So should I leave the subwoofer distance as what the Auto EQ set it at. I think it had it at 15 feet away when it was only 9. All the other speakers were bang on almost to the inch.

I would think that +12dB on all channels cancels out the effect. It would pretty much be the equivalent of turning up the main volume dial 12dB since all channels are increased by that much. 

The surrounds and fronts are the same speakers, RB81's, but the fronts are about 9 feet away from the mic and the surrounds are about 5½ feet away. You would think that if all channels where put up to +12dB the speakers would be equidistant. 

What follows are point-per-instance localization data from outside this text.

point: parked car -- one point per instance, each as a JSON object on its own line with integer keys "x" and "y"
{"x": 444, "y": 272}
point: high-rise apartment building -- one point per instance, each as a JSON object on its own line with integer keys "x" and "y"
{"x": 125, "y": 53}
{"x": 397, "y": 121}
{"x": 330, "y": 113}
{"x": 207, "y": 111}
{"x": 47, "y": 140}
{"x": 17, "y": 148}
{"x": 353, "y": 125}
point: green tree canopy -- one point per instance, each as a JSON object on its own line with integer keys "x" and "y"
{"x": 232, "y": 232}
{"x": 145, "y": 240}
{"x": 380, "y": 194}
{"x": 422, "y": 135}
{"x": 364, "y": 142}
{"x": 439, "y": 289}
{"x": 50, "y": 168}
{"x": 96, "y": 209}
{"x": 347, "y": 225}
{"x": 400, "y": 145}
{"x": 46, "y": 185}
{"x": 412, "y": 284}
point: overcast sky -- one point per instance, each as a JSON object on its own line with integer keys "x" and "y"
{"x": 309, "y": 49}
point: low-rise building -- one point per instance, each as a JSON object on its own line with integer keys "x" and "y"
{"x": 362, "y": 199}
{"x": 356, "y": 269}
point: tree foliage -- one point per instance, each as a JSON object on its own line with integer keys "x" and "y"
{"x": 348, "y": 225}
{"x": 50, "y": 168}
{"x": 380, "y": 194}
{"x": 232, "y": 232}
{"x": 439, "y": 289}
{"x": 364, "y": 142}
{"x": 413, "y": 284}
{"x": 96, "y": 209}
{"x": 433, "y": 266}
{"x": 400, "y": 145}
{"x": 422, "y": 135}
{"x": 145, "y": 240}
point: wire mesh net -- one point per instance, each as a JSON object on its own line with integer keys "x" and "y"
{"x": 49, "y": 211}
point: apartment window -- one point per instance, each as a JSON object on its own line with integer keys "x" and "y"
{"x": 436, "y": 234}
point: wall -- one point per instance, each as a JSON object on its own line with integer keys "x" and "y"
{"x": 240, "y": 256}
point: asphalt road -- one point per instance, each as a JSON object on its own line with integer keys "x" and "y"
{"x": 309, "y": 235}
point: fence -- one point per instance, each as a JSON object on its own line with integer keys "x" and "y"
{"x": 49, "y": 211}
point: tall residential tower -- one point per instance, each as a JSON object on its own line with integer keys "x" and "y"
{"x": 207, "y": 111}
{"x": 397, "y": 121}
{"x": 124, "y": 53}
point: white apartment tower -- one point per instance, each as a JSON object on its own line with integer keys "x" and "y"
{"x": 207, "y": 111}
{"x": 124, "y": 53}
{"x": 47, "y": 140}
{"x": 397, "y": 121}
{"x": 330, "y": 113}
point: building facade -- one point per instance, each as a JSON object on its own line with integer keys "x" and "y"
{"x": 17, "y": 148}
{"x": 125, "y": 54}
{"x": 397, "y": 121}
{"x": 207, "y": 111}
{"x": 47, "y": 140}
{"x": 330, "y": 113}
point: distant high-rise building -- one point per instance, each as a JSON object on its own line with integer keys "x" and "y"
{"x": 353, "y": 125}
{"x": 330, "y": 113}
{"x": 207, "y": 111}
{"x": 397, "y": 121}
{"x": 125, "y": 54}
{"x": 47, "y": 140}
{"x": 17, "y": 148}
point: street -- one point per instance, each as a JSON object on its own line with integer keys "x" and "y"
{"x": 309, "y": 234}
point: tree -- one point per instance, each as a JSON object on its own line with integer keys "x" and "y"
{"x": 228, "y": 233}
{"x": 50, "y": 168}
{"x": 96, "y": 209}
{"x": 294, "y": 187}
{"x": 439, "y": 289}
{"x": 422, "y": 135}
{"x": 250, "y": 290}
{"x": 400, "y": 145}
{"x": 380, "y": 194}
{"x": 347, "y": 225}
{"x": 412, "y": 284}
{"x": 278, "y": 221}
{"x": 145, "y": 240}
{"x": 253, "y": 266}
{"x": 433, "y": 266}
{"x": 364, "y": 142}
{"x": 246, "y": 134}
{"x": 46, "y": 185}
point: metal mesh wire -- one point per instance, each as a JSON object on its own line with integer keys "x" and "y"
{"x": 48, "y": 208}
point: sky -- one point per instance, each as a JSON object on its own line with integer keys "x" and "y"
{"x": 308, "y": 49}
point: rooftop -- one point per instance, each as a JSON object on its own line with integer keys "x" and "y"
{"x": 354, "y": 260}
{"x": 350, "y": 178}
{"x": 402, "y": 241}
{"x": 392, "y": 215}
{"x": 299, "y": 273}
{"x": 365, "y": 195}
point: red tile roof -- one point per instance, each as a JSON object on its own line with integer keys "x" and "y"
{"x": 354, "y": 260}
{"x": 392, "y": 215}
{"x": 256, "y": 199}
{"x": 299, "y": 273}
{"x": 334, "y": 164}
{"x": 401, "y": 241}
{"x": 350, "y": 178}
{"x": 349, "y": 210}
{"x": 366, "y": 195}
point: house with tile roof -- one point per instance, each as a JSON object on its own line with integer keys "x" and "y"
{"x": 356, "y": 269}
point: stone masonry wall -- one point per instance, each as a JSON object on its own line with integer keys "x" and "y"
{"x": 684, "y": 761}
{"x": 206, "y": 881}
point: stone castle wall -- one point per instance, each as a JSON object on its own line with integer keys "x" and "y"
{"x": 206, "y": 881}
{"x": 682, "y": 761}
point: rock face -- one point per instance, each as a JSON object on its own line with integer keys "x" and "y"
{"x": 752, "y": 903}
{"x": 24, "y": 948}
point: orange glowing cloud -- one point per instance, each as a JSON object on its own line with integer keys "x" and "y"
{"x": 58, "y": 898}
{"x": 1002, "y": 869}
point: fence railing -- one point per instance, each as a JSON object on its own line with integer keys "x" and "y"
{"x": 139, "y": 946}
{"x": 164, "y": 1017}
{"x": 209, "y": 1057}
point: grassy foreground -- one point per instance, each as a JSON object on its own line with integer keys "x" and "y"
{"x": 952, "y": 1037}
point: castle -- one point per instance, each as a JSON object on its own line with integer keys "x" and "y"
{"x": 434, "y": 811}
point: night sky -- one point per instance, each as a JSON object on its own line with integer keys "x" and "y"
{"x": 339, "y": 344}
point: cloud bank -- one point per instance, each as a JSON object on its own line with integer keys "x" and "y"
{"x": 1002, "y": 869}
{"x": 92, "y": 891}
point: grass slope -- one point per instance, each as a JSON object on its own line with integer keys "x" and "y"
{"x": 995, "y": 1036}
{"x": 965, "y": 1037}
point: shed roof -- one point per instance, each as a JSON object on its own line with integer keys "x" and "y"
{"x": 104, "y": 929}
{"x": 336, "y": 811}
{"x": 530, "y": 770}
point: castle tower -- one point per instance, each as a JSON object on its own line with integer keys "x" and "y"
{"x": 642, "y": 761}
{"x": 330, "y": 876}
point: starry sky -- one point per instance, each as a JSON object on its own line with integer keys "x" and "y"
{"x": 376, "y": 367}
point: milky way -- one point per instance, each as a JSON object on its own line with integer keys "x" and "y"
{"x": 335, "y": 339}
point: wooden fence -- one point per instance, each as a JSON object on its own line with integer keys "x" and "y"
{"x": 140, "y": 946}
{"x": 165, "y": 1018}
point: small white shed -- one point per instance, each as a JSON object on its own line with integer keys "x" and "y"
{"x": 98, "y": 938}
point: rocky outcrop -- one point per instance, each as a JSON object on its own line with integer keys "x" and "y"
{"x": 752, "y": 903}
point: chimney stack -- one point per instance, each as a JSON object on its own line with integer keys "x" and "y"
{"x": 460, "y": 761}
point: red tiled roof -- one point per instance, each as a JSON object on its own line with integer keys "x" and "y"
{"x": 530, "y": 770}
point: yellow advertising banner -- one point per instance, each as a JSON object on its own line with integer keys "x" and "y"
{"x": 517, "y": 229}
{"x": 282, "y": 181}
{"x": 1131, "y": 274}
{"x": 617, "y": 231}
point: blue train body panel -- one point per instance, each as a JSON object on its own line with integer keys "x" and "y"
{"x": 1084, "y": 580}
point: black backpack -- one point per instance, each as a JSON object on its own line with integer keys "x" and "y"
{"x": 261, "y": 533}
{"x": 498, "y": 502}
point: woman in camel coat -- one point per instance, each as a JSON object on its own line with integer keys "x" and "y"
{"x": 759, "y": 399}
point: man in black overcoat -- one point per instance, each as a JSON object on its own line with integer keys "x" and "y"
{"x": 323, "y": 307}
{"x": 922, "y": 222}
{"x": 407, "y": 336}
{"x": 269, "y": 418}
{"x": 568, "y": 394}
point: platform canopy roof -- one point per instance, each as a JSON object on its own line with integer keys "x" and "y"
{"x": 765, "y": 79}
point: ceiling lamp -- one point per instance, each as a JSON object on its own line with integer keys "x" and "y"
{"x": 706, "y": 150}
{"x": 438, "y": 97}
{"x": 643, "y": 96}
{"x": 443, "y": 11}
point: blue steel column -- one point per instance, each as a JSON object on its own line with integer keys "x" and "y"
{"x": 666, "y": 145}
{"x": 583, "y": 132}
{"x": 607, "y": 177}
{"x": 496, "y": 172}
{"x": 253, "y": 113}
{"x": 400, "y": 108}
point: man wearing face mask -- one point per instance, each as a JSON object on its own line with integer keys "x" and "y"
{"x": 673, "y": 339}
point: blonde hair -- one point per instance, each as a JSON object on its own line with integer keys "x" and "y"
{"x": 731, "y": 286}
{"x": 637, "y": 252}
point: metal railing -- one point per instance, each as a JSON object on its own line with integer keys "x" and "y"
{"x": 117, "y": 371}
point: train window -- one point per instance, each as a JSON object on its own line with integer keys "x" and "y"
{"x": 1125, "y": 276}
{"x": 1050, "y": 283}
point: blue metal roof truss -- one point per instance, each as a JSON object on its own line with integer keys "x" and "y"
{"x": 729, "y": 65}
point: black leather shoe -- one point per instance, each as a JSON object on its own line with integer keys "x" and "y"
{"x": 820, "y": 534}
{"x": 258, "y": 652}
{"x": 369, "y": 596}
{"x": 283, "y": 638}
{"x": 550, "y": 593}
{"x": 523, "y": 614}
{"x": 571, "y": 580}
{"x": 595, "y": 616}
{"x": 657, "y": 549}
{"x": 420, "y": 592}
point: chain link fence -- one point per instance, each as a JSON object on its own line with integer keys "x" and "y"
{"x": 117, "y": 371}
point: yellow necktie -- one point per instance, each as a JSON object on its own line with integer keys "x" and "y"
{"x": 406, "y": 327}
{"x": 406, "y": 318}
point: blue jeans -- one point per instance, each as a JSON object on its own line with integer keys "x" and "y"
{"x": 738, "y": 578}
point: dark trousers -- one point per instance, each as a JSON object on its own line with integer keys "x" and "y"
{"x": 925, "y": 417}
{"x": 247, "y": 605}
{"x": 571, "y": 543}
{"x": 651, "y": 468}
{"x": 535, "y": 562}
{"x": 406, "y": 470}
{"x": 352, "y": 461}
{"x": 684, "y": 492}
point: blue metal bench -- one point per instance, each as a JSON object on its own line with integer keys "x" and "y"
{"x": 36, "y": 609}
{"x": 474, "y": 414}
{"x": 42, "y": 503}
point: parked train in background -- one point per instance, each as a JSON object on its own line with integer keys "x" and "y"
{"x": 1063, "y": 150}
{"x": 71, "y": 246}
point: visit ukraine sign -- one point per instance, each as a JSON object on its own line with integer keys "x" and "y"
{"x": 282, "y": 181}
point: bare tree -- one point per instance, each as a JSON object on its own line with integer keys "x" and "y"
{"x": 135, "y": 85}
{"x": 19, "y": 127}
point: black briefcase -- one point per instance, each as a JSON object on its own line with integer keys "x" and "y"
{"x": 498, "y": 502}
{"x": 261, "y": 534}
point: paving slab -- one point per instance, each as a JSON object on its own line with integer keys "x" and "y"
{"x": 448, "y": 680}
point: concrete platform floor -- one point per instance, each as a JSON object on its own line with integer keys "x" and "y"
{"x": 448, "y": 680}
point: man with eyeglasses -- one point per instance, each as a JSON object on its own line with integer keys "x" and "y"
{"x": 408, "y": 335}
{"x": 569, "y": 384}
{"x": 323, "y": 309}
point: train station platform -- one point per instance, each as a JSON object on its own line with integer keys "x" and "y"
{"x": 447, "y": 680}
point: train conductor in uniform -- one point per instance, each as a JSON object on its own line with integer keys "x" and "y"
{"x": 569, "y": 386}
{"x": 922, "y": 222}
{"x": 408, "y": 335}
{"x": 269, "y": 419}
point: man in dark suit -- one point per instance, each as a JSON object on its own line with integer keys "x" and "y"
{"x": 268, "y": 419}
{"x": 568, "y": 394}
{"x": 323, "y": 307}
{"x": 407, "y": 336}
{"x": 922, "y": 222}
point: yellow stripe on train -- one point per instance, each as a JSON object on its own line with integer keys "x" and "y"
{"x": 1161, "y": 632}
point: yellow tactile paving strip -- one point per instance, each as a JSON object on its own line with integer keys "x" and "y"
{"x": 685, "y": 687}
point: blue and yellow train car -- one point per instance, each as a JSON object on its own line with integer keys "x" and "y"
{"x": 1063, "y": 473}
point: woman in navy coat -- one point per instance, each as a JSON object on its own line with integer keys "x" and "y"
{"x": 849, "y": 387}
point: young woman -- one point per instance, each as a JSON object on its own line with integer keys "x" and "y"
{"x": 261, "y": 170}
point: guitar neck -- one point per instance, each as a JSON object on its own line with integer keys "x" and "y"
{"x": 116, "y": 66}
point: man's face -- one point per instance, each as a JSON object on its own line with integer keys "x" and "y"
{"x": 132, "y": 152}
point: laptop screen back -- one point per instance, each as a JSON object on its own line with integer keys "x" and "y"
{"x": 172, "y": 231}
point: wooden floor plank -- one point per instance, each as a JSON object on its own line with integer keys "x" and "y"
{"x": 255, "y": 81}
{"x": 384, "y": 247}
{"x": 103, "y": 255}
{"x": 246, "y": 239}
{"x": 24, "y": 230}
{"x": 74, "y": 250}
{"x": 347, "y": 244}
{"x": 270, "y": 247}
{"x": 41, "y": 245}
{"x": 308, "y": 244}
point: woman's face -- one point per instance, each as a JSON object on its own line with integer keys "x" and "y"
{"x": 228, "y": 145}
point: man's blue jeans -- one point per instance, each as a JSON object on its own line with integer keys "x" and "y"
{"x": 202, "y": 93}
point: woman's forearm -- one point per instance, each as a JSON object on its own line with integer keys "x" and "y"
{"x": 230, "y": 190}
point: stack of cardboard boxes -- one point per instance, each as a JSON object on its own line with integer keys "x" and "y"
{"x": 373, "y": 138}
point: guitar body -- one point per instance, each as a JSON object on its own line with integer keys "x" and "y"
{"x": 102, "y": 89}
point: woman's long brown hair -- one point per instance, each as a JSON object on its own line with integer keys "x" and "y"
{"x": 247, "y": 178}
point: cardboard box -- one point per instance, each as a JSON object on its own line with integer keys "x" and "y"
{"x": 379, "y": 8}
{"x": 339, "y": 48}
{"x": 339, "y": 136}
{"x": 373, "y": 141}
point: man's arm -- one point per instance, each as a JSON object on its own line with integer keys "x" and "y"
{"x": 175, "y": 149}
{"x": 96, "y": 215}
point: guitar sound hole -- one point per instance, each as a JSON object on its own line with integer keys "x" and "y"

Maybe the settings will change when I move the stuff into their dedicated room. That "should" happen in a couple weeks. I'll repost the result when I do.


----------



## ACGREEN (Feb 23, 2007)

Yamaha uses their own Auto-EQ. If I set the front speakers to large, it is accurate except for the sub. From what i have read, this was a problem with the first generation of Yamaha's with the Auto-EQ but was corrected with the second generation.


----------



## ShnuggMac (Nov 10, 2007)

Maybe Im just not getting this....

If we DONT run auto setup, we're SUPPOSED to measure with a tape or stick or estimate the distance from each channel to the sweet spot -- and this would be "acceptable"....BUT, the auto setup allows for processing delays, adding to the values we would have ordinarily found? 

So what is the right way of doing it? The manuals suggest, if doing physical calibration, that we just estimate in feet the distance....but the auto routine changes these parameters. 

So who's right??

Im thinking of running the auto cal again now....:hissyfit::hissyfit::hissyfit:


----------



## ShnuggMac (Nov 10, 2007)

MatrixDweller said:


> So should I leave the subwoofer distance as what the Auto EQ set it at. I think it had it at 15 feet away when it was only 9. All the other speakers were bang on almost to the inch.
> 
> I would think that +12dB on all channels cancels out the effect. It would pretty much be the equivalent of turning up the main volume dial 12dB since all channels are increased by that much.
> 
> ...


Right, Matrix....you would think that with all values set to ONE value, the speakers would ALL be equidistant....perhaps your system is finding that your speakers ARE equidistant....are they?


----------